There are a lot of mysteries in life that have no reasonable explanation. Like why is the price of gas always higher around Statesville than anyplace else? Why do people still smoke cigarettes? Why am I always at the end of the four in a row when I cut on the radio and what is Hermann Goering’s pants doing in a western N.C. jail?
Yes, in an old county brick jailhouse in the western part of N.C. is a pair of Hermann Goering’s pants. Reichsmarschall Hermann Wilhelm Goering (Goring) was a Nazi military and political leader who at one point was second only to Adolf Hitler in Germany and the Nazi party. Goering had served in WWI as a German fighter pilot ace and was the last commander of the “Jagdgeschwader,” the fighter wing once led by Manfred von Richthofen (The Red Baron).
Goering became a supporter of Adolf Hitler and the Nazi party in the early 1920s. When Hitler became Chancellor of Germany in 1933 Goering became Minister Without Portfolio and created the Gestapo, Hitler’s official secret police force that would later take part in the Jewish Holocaust. Hitler designated Goering as his successor and created the rank of Reichsmarschall making Goering senior officer over all the German armed forces.
Goering served as the commander-in-chief of the German air force known as the Luftwaffe and stole priceless artworks from the areas Germany occupied. After the war Goering was arrested and tried at the Nuremberg trails in 1946 for war crimes. The night before he was to be hung Goering committed suicide by taking cyanide.
This now brings us to former Statesville High School football star Red Watt. No, Red didn’t slip him a cyanide tablet but he did steal his pants. William Neri “Red” Watt was born on April 15, 1910 in Iredell County to William Alexander and Margaret Elizabeth Patterson Watt. Red was an outstanding athlete who played football, basketball, baseball, and ran track before graduating from Statesville High School (in the D. Matt Thompson building) in 1929. Red led Statesville to the N.C. state football championship game against Wilmington in Chapel Hill in 1928.
Watt graduated from North Carolina State University in 1933 with a degree in civil engineering. On Feb. 24, 1943 he enlisted in the U.S. Army serving in the 44th Infantry and 71st Infantry Division of Patton’s Third Army. During WWII he served in U.S. Army Intelligence as a topographic draftsman and did aerial photo interpretation. Red was responsible for providing detailed maps for the 71st as it advanced into Germany. He later wrote of the Division’s final push as the 66th Infantry of the 71st swept into Neuhaus.
“On a high bluff behind a stone wall, we saw Hermann Goering’s 500-year old castle. After a short fight with some SS troops, who retreated into the woods, the castle was taken late one afternoon.” The Major who was in charge of the convoy decided to take a break in Neuhaus. Red and the major took advantage of the stop to tour Goering’s castle.

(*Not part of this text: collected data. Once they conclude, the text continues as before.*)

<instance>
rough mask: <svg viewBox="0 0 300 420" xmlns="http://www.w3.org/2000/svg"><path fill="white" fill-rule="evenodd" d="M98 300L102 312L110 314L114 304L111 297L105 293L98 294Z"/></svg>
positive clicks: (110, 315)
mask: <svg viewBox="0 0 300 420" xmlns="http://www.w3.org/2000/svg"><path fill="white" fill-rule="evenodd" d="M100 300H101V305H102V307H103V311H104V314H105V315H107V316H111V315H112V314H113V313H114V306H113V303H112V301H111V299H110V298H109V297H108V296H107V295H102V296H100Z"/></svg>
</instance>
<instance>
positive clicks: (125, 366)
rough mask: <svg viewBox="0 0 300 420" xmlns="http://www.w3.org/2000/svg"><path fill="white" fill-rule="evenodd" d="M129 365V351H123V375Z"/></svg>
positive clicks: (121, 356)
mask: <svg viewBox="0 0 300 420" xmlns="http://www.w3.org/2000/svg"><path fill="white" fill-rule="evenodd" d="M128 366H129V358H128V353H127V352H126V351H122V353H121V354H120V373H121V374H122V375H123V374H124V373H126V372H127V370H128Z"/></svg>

“The major had to return to the convoy, and I told him that I would hang around and catch a ride to the next town later. After looking at some of the expensive tapestries, oriental rugs, and art I realized that I was the only American soldier in the castle with servants (Nazis working for Goering) everywhere. Even though I had a pistol, I cut my tour short after I visited the dining room and a bedroom. I confiscated Goering’s signatures from books, a bridge scoring pad, and his pants from the bedroom. The pants were knickers, and his name was in the waistband, probably in his own handwriting.”
Red Watt would recall that “in the last few days before May 8, 1945, it was “if you don’t shoot, we will not shoot” as the Germans began to surrender. He accompanied the 71st Division to Styr, Austria on the Enns River where over 60,000 Germans surrendered to the Americans before the Russians arrived. “The had a smile on their faces, and you would never think that they were enemies.”
William N. “Red” Watt was discharged on Oct. 31, 1945. He received the EAMET Service Medal, American Theater Service Medal, and Good Conduct Medal for his service in the war. He saw action in the battles of the 71st Infantry Division from Bitche, France to Styr, Austria. After the war Red worked in the U.S. Soil Conservation Service in Sparta, Ga., for 32 years before returning to N.C. after retirement.
The pants he liberated in Germany were later donated to a county historical society whose office today is in an old former county jail building. The pants are huge. Goring packed on a lot of weight by the 1940s and looked nothing like a fighter pilot. As he grew bigger so did the pants as tailors sewed pieces of cloth into the pants to expand their size. The Allies were careful not to mistreat the German prisoners awaiting trial at Nuremberg. Army doctors examining Goring found him to be obese and put him on a diet which greatly reduced his size by the time the trails began.
Red would combine his love of history and his skills in map reading to conduct historical and genealogical research publishing seven historical books including, “Statesville My Home Town 1789-1920” in 1996, and the N.C. Society of Historians award winning “The Granville District” in 1992. He assisted in the publication of both the Iredell and Alexander County Heritage books. Red passed away at age 87 on March 30, 1998 and is buried in Oakwood in Statesville.